Chi dovrebbe pagare per tutto questo? In ogni mercato sono sempre gli acquirenti del servizio che pagano. Pagano tanto meno quanto più il mercato è efficiente e competitivo, e tanto più quanto più i rapporti di forza sono dalla parte dei venditori. Quindi, nella nostra proposta sarebbero i migranti a pagarsi il viaggio. Ma, a ben vedere, questo è ciò che avviene attualmente. Semplicemente, i migranti pagherebbero meno e per un servizio nettamente migliore. L’effetto della trasformazione del mercato degli accessi dei migranti sarebbe alla fine quello di un trasferimento di risorse dai trafficanti all’offerta legale (per pagare il servizio) e agli stessi migranti, perché il servizio sarebbe di migliore qualità e più economico.

Per accrescerne ulteriormente la qualità, suggeriamo di abbinare al servizio di trasporto, una volta che il migrante sia arrivato a destinazione, un servizio di alfabetizzazione (insegnamento della lingua) e di avviamento professionale. L’obiettivo è appunto quello di facilitare il suo ingresso nel mercato del lavoro oltre che di accrescere il suo capitale umano.

Un libro dei sogni? Un “vasto programma” (per citare il sarcastico detto del generale De Gaulle)? Pensiamo di no, anche se non è certo un programma facile. A nostro avviso le difficoltà tecniche sono superabili. I problemi vengono (i) dall’ostilità di chi attualmente lucra sullo status quo, (ii) dalla necessità di rovesciare l’atteggiamento anti-migranti dell’opinione pubblica e soprattutto (iii) dalla volontà politica. Certo è che, se si procedesse lungo questa strada, si trasformerebbe la questione migranti da problema in occasione: invece di spendere risorse per cercare di frenare (senza successo) l’afflusso dei migranti, col sottoprodotto di frenare (stavolta con un involontario successo) la dinamica dell’economia, si metterebbe in moto un processo virtuoso, per loro ma anche per noi.

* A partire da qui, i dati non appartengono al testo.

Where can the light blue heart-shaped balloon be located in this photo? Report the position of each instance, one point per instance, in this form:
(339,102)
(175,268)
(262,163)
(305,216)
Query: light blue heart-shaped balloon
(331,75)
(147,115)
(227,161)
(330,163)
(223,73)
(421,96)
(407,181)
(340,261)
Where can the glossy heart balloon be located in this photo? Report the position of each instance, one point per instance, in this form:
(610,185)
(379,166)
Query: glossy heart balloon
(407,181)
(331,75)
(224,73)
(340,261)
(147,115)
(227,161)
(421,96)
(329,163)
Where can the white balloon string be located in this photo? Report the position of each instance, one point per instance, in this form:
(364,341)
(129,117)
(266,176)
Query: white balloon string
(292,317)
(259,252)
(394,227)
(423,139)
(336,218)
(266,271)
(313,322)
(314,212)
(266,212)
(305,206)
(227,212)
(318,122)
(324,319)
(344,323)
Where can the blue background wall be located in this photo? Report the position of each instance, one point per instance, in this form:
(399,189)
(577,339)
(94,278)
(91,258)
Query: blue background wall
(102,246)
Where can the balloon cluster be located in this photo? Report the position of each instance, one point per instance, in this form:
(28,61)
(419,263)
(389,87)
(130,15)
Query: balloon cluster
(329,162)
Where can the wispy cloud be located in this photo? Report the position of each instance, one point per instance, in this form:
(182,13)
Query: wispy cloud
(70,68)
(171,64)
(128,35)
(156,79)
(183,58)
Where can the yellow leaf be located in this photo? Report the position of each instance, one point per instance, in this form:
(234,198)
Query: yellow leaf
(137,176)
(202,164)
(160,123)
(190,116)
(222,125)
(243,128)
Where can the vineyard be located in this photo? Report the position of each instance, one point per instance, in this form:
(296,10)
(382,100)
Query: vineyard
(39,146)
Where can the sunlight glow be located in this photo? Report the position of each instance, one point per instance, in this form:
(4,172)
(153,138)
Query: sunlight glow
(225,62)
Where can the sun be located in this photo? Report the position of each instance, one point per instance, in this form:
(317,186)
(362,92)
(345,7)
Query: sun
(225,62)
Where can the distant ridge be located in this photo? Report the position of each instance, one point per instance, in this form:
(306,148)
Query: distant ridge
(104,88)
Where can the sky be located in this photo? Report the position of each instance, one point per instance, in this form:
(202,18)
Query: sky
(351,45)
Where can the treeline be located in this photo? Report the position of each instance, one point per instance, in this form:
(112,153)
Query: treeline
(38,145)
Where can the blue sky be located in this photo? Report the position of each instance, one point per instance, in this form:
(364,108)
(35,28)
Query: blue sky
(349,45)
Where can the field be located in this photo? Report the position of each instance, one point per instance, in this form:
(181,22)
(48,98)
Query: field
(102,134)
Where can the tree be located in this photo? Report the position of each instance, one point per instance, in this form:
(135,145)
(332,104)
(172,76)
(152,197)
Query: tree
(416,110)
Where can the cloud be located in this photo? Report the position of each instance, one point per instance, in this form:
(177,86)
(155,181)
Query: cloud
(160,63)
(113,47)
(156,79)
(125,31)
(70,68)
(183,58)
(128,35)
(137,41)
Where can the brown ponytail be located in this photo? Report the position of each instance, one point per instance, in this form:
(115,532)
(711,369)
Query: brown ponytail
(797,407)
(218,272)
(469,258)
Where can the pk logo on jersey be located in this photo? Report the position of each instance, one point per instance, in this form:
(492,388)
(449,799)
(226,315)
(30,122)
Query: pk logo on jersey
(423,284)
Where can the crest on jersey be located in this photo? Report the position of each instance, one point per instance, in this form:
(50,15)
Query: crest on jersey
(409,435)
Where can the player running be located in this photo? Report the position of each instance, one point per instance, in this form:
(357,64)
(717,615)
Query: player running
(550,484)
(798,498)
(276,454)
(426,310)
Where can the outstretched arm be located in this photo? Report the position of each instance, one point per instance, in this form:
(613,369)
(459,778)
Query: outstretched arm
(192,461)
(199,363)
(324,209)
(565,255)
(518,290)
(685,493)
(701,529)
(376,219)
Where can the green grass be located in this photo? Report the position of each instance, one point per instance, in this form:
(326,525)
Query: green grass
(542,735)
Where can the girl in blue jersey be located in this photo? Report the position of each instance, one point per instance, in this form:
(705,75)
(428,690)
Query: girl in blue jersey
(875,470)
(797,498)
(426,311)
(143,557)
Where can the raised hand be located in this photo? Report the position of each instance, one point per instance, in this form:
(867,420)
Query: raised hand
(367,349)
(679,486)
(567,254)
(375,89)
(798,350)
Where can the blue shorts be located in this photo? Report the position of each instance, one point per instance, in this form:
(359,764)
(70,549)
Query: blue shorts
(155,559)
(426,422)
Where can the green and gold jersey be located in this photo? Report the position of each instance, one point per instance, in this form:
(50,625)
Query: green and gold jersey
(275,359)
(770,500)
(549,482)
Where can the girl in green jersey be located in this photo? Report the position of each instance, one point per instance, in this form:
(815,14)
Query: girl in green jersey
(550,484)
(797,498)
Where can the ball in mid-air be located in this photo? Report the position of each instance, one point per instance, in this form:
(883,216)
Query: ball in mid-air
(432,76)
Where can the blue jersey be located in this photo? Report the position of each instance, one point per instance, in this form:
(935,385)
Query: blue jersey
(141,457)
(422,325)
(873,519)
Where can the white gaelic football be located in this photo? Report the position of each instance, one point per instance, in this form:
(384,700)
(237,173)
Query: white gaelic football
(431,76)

Prima di chiudere un’ultima osservazione. La politica dell’attuale governo – scoraggiare (senza successo) gli arrivi dei migranti irregolari – ha anche il difetto di costare parecchio e di gravare su un bilancio pubblico già di per sé largamente deteriorato. La politica che proponiamo ha invece l’effetto di tagliare drasticamente quei costi perché è basata su processi che si autofinanziano. Se poi teniamo conto dell’impulso sul Pil proveniente da un flusso ordinato e regolare di lavoratori immigrati, forse anche il ministro dell’economia ne sarebbe contento.